Como esses equipamentos costumam ser utilizados por funcionários da própria estação, as autoridades inicialmente consideraram a possibilidade de envolvimento interno. A investigação passou a ser conduzida pela polícia ferroviária e por especialistas em telecomunicações, depois que a equipe da sala de controle descartou a hipótese de que equipamentos oficiais tivessem sido roubados ou usados indevidamente por colaboradores.
Em 13 de abril, a Unidade de Grandes Casos Criminais de Taiwan entrou na investigação após o promotor-chefe Chang Chun-hui considerar o incidente uma ameaça à segurança do transporte. A partir daí, os investigadores passaram cerca de duas semanas analisando como o sinal havia sido enviado e quem poderia ter capacidade técnica para reproduzi-lo.
A apuração levou ao nome de um estudante de 23 anos, identificado apenas pelo sobrenome Lin, descrito como entusiasta de rádio. Segundo declarações reportadas pela imprensa local, as autoridades acreditam que ele explorou uma vulnerabilidade na rede de comunicação TETRA e acionou remotamente o sinal de General Alarm usando equipamentos eletromagnéticos não especificados.
Durante buscas realizadas na residência e no local de trabalho do suspeito, a polícia apreendeu sete dispositivos de rádio, um notebook, dois smartphones e o que aparentava ser um filtro de rádio definido por software, conhecido como SDR. Esse tipo de equipamento pode ser usado para captar, analisar e manipular sinais de rádio, dependendo da configuração e do conhecimento técnico do operador.
Os investigadores afirmaram acreditar que o método usado para disparar o alerta foi rudimentar, baseado na clonagem de sinais com equipamentos comprados pela internet. De acordo com a suspeita policial, Lin teria conectado um rádio ao notebook por meio de um filtro SDR, capturado o sinal usado pela THSR e configurado seu próprio dispositivo para transmitir o mesmo padrão.

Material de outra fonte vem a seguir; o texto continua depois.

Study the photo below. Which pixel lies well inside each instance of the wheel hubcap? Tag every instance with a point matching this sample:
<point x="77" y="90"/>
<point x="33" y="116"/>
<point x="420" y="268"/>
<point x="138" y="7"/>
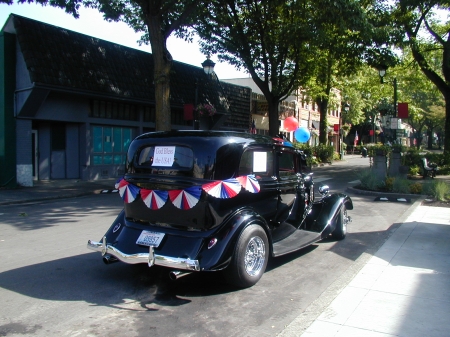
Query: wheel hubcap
<point x="255" y="255"/>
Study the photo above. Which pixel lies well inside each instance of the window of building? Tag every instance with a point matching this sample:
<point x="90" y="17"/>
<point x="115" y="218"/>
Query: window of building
<point x="113" y="110"/>
<point x="110" y="144"/>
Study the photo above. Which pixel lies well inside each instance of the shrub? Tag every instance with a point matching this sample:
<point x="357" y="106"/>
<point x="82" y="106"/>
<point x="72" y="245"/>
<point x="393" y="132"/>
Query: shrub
<point x="440" y="190"/>
<point x="401" y="185"/>
<point x="389" y="183"/>
<point x="378" y="149"/>
<point x="368" y="180"/>
<point x="415" y="188"/>
<point x="414" y="170"/>
<point x="411" y="158"/>
<point x="324" y="153"/>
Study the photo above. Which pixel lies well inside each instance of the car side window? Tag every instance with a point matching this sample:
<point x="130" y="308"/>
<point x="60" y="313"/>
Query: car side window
<point x="286" y="164"/>
<point x="257" y="162"/>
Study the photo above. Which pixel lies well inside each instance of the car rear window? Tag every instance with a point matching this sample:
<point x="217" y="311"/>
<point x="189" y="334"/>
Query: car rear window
<point x="173" y="157"/>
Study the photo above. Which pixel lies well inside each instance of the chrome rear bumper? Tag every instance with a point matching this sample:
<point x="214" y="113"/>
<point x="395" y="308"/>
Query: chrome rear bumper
<point x="150" y="258"/>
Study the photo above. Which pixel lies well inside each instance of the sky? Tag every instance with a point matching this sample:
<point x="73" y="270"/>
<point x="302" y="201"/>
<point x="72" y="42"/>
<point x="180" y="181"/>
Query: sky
<point x="91" y="23"/>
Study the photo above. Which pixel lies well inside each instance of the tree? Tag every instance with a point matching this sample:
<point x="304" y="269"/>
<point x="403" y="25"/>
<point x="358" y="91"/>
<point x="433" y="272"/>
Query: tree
<point x="271" y="39"/>
<point x="157" y="20"/>
<point x="425" y="35"/>
<point x="345" y="34"/>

Com isso, ele teria conseguido acionar o General Alarm de uma forma que aparentava vir de um funcionário da estação. Embora o texto original não detalhe a vulnerabilidade técnica explorada, a descrição aponta para um possível abuso de autenticação, validação ou controle de transmissão dentro do ambiente de rádio usado pela ferrovia.
A prisão de Lin ocorreu em 28 de abril. Após interrogatório no dia seguinte, as autoridades concluíram que ele era, provavelmente, o responsável pela interrupção. Apesar da gravidade operacional do caso, ele foi liberado sob fiança de NT$100 mil, aproximadamente US$3.183, após os investigadores entenderem que não havia necessidade de mantê-lo detido.
O caso chama atenção porque mostra como sistemas físicos críticos, como ferrovias, podem ser impactados por falhas ou abusos em canais de comunicação operacional. Mesmo sem invasão direta a servidores ou sistemas corporativos tradicionais, a manipulação de sinais de rádio pode provocar efeitos imediatos no mundo real, especialmente quando esses sinais estão ligados a protocolos de segurança.
Para operadores de infraestrutura crítica, o incidente reforça a necessidade de controles rigorosos sobre redes de comunicação, autenticação de dispositivos, monitoramento de sinais anômalos e testes constantes de resiliência. Em ambientes ferroviários, aeroportuários, industriais ou de emergência, a confiança no canal de comunicação é parte central da segurança operacional.